SCOTUS granted cert in First Choice Women's Resource Ctrs. v. Platkin to resolve "'[w]hether, when the subject of a state investigatory demand has established a reasonably objective chill of its First Amendment rights, a federal court in a first-filed action is deprived of jurisdiction because those rights must be adjudicated in state court." That is, can the target of an investigator subpoena challenge the subpoena in federal court or must it wait until the state seeks to enforce the subpoena, at which point Younger and preclusion kick-in.
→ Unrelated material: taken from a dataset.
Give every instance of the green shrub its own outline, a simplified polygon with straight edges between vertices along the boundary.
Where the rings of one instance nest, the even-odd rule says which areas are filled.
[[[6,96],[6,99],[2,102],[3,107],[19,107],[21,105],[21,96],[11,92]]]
The petitioner is a crisis pregnancy center seeking to challenge a subpoena from the New Jersey AG seeking donor information as part of a fraud investigation. Support for the petition cam entirely from conservative organizations. Mark Joseph Stern describes this as "a spite grant: The conservative justices are mad that New Jersey has dared to investigate a "crisis pregnancy center," so it will once again contort the law to shield CPCs from legal scrutiny. The biggest losers will be "patients" scammed out of obtaining actual health care services."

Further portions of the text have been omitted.